HDMI output is not enabled OOTB on RPi 5? On my last test it was IIRC :thinking:. But hotplug detection does usually not work in my case, so I need to have the screen attached before boot.

What did you do to enable video output, if it was not before?

About your actual question: The default for fsck.repair is preen, which passes the fsck -p argument instead of -y, fixing only issues which are safe to fix without potentially causing more damage/data loss: e2fsck(8) — e2fsprogs — Debian trixie — Debian Manpages

We decided to follow the conservative default instead of enforcing all repair steps, though I agree that this has downsides as well, especially if users have no other Linux system to manually check the affected drive/SD card. Like better some chance for more data loss, but a booting system, than the system not booting at all?

But it cannot be the actual bootloader, just a 2nd stage bootloader, which then IMO does not make much sense, as long as you do not require some of its facilities in particular. Especially RPi have convenient config.txt and cmdline.txt which allow altering kernel command-line parameters and firmware settings easier than GRUB does. We use GRUB where it can really act as first stage bootloader on the root drive, which is the case only for x86 systems. All ARMs and RISC-V systems I am aware of require a custom vendor bootloader (RPi), U-Boot, or EFI, and only from there GRUB can be additionally invoked, which IMO then looses its point. U-Boot can invoke more flexible own boot scripts, U-Boot and EFI can use more low-level standardized extlinux etc.

So if you want fsck.repair=yes, knowing the implications, just add it to /boot/cmdline.txt on RPi. On other ARMs it would be the extraargs line in /boot/dietpiEnv.txt, or the append line in /boot/extlinux/extlinux.conf if that one is used instead of a boot script.

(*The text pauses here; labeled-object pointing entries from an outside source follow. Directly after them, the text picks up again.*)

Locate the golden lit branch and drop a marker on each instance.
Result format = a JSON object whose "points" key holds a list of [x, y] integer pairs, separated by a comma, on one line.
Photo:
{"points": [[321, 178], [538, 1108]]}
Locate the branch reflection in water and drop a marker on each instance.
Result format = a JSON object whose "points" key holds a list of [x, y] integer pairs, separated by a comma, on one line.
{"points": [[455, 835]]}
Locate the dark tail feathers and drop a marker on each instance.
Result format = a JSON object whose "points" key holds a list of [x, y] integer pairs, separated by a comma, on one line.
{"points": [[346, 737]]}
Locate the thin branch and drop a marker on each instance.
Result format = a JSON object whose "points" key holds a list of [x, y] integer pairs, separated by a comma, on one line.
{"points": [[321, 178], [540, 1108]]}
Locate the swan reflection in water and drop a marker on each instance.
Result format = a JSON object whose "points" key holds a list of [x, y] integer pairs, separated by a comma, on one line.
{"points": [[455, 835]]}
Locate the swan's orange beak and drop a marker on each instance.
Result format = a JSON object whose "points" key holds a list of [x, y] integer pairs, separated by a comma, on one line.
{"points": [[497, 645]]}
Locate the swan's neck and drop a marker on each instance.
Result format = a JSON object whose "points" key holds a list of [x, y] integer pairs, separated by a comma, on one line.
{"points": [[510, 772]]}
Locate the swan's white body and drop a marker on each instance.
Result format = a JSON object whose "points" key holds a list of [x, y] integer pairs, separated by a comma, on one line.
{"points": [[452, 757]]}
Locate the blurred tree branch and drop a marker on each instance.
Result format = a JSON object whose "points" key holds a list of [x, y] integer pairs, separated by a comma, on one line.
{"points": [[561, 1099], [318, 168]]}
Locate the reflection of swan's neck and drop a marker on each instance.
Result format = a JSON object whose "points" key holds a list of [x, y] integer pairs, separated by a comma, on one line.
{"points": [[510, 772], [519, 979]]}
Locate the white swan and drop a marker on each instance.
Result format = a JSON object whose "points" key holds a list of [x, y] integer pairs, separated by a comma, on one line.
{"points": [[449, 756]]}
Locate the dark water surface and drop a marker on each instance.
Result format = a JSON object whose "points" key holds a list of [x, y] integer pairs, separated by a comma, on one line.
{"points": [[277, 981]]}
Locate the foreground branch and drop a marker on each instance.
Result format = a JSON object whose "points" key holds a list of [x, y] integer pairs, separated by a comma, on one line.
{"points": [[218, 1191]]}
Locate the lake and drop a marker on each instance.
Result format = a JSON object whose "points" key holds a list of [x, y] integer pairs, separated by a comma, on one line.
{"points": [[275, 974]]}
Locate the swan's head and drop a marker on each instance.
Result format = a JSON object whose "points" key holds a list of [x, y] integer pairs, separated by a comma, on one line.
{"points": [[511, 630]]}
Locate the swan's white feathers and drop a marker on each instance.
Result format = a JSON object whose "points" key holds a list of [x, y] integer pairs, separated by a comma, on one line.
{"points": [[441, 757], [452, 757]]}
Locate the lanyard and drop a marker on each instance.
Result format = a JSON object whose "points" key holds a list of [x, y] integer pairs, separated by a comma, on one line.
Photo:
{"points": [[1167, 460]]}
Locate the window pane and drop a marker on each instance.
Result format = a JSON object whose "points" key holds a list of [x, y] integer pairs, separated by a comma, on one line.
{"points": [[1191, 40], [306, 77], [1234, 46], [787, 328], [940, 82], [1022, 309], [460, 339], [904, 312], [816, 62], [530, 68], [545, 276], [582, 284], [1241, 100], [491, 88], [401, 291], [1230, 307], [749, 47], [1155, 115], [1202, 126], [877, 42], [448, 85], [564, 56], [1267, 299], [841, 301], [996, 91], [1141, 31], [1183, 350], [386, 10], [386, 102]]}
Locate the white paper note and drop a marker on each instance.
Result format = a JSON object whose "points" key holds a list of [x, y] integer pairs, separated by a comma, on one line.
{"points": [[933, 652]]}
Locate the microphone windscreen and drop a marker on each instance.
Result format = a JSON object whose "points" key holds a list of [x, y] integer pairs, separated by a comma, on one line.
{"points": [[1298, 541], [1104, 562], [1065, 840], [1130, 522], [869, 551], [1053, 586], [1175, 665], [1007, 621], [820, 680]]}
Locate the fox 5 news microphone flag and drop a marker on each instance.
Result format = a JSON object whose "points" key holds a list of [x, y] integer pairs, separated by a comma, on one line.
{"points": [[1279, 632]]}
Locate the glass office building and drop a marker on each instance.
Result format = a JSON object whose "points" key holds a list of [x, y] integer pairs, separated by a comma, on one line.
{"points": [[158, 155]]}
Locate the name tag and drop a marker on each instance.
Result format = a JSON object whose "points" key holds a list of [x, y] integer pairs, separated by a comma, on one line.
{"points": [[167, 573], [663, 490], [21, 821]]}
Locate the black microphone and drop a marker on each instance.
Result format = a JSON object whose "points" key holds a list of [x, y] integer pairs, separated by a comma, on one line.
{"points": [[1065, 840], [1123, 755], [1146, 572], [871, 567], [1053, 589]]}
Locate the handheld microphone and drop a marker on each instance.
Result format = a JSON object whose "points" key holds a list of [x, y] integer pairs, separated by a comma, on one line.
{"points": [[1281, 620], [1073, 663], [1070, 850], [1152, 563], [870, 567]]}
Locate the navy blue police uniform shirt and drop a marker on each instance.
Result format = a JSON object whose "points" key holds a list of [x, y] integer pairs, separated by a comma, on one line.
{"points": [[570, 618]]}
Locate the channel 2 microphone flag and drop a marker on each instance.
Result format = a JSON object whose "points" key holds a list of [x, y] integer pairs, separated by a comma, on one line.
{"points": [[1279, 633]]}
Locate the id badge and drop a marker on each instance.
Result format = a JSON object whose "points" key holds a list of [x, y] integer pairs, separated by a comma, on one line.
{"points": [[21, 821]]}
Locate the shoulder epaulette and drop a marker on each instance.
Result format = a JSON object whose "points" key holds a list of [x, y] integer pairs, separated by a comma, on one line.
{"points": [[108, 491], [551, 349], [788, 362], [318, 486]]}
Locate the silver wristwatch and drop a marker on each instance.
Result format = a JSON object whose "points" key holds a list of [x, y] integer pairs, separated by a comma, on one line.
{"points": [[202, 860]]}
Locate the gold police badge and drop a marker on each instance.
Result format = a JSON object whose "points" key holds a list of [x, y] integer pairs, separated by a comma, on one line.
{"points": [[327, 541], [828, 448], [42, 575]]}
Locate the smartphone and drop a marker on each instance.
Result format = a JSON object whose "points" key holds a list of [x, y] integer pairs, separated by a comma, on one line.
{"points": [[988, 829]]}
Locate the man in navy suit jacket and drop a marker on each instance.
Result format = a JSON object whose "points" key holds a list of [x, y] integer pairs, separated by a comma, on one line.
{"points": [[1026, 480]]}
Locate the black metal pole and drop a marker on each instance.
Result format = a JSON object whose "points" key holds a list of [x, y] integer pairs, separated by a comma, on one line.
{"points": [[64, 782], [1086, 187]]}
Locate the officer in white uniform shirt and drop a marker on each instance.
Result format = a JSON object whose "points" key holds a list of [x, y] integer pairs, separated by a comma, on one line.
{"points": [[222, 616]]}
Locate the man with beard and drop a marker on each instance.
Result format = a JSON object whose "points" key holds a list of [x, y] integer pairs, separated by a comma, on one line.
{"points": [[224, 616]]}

Sort of annoying that there is no generic bootloader for all systems. But ARMs/RISC-V have no BIOS or UEFI, like they do no bus enumeration and hence require a device tree, so something else is needed in any case, whether we like it or not. Forcing GRUB on top of that other first level bootloader may enable a generic high level config, but also cases more complexity and overhead, more points of failure etc.